NHacker Next
  • new
  • past
  • show
  • ask
  • show
  • jobs
  • submit
Stop using low DNS TTLs (blog.apnic.net)
csense 14 hours ago [-]
DNS is something you rarely change that has costly consequences if you mess it up: It can bring down an entire domain and keep it down until TTL passes.

If you set your TTL to an hour, it raises the costs of DNS issues a lot: A problem that you fix immediately turns into an hour-long downtime. A problem that you don't fix on the first attempt and have to iteratively try multiple fixes turns into an hour-per-iteration downtime.

Setting a low TTL is an extra packet and round-trip per connection; that's too cheap to meter [1].
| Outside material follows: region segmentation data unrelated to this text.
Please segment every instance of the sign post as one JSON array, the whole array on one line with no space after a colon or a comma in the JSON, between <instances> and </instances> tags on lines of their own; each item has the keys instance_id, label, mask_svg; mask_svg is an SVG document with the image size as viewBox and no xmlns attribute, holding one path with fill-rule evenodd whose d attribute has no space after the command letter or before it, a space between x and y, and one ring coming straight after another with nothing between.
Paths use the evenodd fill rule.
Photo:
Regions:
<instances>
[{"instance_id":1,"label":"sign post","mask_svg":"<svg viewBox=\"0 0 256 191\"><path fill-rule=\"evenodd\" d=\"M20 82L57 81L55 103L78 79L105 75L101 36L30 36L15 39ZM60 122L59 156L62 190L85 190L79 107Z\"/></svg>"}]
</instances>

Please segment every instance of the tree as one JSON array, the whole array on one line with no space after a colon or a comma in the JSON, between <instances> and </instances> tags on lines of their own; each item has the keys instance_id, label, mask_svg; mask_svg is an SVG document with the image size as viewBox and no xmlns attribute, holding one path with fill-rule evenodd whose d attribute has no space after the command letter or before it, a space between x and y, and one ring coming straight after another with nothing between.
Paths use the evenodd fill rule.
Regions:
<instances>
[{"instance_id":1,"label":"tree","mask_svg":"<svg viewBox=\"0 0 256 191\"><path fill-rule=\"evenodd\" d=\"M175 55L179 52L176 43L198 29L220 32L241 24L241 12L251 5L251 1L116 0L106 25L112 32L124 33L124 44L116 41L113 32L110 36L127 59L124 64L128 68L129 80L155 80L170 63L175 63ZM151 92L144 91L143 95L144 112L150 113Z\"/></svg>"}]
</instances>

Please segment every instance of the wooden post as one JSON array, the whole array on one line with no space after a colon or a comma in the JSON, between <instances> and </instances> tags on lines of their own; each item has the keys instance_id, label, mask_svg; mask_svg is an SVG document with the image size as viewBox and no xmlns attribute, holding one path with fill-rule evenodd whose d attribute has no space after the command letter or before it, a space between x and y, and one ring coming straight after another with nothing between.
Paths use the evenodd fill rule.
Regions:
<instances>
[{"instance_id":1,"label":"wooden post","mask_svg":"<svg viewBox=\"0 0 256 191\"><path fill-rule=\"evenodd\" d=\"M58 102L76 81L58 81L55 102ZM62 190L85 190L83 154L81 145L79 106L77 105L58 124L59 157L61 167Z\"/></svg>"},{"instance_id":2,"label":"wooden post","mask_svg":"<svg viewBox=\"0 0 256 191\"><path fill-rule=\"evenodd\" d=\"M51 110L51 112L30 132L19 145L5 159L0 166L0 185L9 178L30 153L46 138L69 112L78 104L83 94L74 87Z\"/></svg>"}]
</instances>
When I first started administering servers I set TTL high to try to be a good netizen. Then after several instances of having to wait a long time for DNS to update, I started setting TTL low. Theoretically it causes more friction and resource usage but in practice it really hasn't been noticeable to me.

[1] For the vast majority of companies / applications. I wouldn't be surprised to learn someone somewhere has some "weird" application where high TTL is critical to their functionality or unit economics but I would be very surprised if such applications were relevant to more than 5% of websites.

compumike 19 hours ago [-]
The big thing that articles like this miss completely is that we are no longer in the brief HTTP/1.0 era (1996) where every request is a new TCP connection (and therefore possibly a new DNS query).

In the HTTP/1.1 (1997) or HTTP/2 era, the TCP connection is made once and then stays open (Connection: Keep-Alive) for multiple requests. This greatly reduces the number of DNS lookups per HTTP request.

If the web server is configured for a sufficiently long Keep-Alive idle period, then this period is far more relevant than a short DNS TTL.

If the server dies or disconnects in the middle of a Keep-Alive, the client/browser will open a new connection, and at this point, a short DNS TTL can make sense.

(I have not investigated how this works with QUIC HTTP/3 over UDP: how often does the client/browser do a DNS lookup? But my suspicion is that it also does a DNS query only on the initial connection and then sends UDP packets to the same resolved IP address for the life of that connection, and so it behaves exactly like the TCP Keep-Alive case.)

hannasm 18 hours ago [-]

  > patched an Encrypted DNS Server to store the original TTL of a response, defined as the minimum TTL of its records, for each incoming query

The article seems to be based on capturing live dns data from some real network. While it may be true that persistent connections help reduce ttl it certainly seems like the article is accounting for that unless their network is only using http1.0 for some reason.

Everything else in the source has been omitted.